In the first we have an idiot, with no other faculty of the mind susceptible of education; and as the cares of the world are not likely ever to intrude, we may expect to see this power continue with him, and no doubt it might be increased under proper cultivation. In the second this ability perished or was choked by the growth of harassing cares and perplexities by which its unfortunate and highly sensitive possessor was weighed down, at an early age. He lost the indispensable power of withdrawing his attention from other things and turning it in upon itself. It would indeed have been strange had it been otherwise. Perhaps too the net work of forms thrown around his mental operations, in breaking him into the ordinary routine of study and school discipline, embarrassed the free operation of those modes peculiar to himself; and of course adapted to his own mind. Safford differs from all the others, possessing the natural power, in being able to perceive and announce truths as promptly as they could; and yet to follow his own mental operation and make it intelligible to others. This would favor the belief that however astonishing the aptitude might be, and however rapid the perceptions, they are still analogous to the every day operations of the mind, and differ only in degree from those of the dullest school boy. The talent was not found to exist in Safford, without previous indications of mind; for he reasoned, as well as perceived, from infancy. And it might be matter of doubt, whether the course he pursues in explaining to others, is always the original process of his own mind. In one respect these individuals seem to have resembled each other, and that was in the effect of their mental operations upon their bodies, producing violent contortions, and seeming to rack their whole systems. A similar expression of the eye is also spoken of and an acuteness in moral perception. How far these things may have been true of the others, we are not advised. In the case of Bidder and of Colburn, the ability seems to have been confined to Numbers, for neither one, though tried, excelled in Geometry; but Safford seems equally at home in either. From the account given of Winn, we think he might have acquired great proficiency as an engineer. His accuracy in estimating objects within the field of physical vision was not necessarily associated with his power of combining numbers; but taken together, they would have been invaluable to an engineer, or a field officer.

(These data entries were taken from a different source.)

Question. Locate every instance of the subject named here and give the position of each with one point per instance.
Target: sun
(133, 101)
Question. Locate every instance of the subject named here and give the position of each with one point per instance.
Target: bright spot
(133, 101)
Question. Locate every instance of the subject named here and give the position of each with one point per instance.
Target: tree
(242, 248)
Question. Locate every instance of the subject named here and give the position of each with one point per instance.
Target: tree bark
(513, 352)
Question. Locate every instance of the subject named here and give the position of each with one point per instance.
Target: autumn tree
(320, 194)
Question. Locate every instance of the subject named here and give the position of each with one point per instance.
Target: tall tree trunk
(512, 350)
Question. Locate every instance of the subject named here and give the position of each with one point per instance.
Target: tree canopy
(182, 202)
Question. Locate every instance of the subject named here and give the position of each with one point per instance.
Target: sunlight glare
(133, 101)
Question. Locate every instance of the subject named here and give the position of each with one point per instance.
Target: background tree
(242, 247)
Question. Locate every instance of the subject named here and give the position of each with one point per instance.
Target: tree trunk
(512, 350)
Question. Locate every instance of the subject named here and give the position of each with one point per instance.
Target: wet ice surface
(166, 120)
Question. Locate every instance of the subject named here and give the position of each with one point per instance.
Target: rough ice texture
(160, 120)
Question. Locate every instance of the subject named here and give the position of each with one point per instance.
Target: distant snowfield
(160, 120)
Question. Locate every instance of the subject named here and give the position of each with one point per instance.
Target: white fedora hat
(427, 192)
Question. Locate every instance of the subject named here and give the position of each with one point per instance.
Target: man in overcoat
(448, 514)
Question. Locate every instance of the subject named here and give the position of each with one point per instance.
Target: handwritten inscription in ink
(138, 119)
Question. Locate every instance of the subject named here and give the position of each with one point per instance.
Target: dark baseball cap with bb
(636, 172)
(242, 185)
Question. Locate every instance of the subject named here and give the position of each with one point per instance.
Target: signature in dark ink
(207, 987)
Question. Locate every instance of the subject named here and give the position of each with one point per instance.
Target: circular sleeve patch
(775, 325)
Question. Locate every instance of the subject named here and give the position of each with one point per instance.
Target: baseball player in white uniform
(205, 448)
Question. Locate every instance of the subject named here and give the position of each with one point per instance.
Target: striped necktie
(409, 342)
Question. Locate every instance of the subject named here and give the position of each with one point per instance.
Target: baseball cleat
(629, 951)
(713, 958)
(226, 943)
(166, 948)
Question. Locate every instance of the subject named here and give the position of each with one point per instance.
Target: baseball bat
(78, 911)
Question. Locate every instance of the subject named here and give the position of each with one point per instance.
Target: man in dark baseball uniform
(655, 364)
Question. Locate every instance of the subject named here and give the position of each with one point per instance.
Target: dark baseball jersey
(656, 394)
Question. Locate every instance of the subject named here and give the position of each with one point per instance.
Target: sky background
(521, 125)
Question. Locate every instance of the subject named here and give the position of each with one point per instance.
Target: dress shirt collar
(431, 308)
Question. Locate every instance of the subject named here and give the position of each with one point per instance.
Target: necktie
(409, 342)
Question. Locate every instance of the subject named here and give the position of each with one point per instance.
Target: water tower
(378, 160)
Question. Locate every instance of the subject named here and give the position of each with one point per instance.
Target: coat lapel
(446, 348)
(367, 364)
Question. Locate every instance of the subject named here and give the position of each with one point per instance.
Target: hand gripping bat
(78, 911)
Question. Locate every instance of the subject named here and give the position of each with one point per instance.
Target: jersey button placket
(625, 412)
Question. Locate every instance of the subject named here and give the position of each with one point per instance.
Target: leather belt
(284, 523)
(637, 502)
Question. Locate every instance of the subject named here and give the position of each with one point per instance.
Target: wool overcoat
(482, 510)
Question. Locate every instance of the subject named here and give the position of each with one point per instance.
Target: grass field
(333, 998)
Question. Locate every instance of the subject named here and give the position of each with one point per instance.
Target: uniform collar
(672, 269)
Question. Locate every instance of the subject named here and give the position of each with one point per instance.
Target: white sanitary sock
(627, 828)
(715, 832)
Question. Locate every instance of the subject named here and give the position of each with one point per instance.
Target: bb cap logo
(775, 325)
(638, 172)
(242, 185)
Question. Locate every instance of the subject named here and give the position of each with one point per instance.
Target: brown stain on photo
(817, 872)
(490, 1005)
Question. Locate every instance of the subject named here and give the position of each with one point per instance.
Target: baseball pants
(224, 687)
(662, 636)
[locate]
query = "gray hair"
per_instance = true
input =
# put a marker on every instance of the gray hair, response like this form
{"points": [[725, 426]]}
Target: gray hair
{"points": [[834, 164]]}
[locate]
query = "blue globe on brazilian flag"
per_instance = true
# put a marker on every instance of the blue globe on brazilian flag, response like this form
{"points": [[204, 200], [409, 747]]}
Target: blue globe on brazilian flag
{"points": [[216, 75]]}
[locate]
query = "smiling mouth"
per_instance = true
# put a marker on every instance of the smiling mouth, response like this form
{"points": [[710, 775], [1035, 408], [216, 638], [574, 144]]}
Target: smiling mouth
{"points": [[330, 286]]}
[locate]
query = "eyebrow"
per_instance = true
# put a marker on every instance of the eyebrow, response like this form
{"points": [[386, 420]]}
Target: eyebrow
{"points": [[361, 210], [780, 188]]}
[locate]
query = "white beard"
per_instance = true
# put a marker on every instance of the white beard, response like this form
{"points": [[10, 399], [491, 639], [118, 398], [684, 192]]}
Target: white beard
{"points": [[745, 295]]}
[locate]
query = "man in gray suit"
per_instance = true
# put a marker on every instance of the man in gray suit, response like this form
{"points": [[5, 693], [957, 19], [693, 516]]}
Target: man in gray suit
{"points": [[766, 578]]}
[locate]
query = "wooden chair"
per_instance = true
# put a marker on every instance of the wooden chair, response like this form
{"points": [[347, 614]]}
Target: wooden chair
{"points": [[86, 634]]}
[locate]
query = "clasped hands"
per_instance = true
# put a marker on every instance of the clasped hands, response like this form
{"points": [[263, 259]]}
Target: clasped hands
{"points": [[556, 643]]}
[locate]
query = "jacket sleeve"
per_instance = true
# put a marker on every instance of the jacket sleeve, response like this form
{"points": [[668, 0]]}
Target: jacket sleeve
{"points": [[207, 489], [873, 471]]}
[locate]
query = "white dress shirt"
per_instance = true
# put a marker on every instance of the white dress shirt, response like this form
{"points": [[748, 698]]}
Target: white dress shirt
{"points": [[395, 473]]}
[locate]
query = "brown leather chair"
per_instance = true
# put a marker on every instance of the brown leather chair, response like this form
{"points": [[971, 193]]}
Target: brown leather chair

Garry seems to differ in some respects from all the others, but not materially so, and we must make allowances for difference in description, by different individuals. Though he thought he saw through no intervening medium, he admitted that in difficult problems "the ghosts moved more slowly and solemnly." To his mental vision, the sums of large numbers, and their various combinations, were as clearly present, as the sum of 3 and 4 would be to an ordinary mind.

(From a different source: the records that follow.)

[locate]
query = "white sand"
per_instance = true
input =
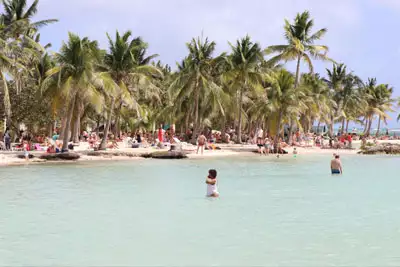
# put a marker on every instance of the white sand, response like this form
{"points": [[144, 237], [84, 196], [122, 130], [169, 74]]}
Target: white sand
{"points": [[7, 159]]}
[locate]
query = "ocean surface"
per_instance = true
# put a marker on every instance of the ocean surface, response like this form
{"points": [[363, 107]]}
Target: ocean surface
{"points": [[272, 212]]}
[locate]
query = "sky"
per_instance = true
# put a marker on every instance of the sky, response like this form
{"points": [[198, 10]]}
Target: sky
{"points": [[363, 34]]}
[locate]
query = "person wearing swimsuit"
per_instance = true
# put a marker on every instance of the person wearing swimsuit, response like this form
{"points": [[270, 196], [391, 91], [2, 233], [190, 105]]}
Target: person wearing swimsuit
{"points": [[201, 141], [336, 165], [211, 181]]}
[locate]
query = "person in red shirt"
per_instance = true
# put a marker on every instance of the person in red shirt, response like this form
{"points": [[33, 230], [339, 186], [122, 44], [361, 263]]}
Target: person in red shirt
{"points": [[349, 139]]}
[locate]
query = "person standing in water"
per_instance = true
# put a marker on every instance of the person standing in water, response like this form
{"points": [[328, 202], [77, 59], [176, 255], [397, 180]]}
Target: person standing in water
{"points": [[201, 142], [336, 165], [211, 181]]}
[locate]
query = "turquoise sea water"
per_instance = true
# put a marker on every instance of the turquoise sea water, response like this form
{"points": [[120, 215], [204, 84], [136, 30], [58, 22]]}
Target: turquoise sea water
{"points": [[286, 212]]}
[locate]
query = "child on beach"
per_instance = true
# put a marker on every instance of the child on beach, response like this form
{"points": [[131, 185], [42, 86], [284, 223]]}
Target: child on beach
{"points": [[211, 181]]}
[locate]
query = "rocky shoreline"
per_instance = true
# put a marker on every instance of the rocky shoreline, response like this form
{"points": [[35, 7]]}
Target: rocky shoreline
{"points": [[385, 148]]}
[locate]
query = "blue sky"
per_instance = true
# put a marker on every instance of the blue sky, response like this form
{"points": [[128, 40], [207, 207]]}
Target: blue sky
{"points": [[361, 33]]}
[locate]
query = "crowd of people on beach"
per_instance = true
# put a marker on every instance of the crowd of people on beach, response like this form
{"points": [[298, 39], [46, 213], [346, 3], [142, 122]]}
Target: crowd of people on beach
{"points": [[208, 139]]}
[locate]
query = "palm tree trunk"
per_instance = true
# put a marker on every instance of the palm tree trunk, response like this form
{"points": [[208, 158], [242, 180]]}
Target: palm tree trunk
{"points": [[290, 133], [297, 81], [98, 125], [7, 102], [369, 126], [50, 129], [196, 113], [240, 117], [118, 120], [65, 131], [379, 126], [278, 131], [343, 120], [77, 126], [103, 144], [366, 125], [63, 125], [331, 126]]}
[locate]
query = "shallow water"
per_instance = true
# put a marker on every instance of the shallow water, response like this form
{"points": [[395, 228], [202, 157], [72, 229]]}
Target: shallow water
{"points": [[286, 212]]}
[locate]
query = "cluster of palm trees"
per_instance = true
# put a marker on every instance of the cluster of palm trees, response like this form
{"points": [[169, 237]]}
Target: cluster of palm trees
{"points": [[124, 88]]}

But with all their powers, if it were sought to make a profound mathematician it would probably be better to take a subject of ordinary aptitude, with a sound mind in a sound body, and whose reasoning faculties are susceptible of healthful discipline.
It would be a pleasant task to pursue this subject much farther, and for this the material is ample; but if what has been hastily brought together shall lead inquiring minds to investigation, the object hoped for will be attained. Though such cases are rare, they are legitimate and important subjects of study. We have done no more on the present occasion than merely to throw out suggestions, which we hope others will improve. These anomalies are invaluable in the study of mind; like some species of mania, they exhibit the mental constitution in weak and strong lights, favorable to contemplation. In the well balanced mind, much of the internal working is concealed; but in the cases alluded to, the features of weakness and strength stand prominently out, and invite scrutiny.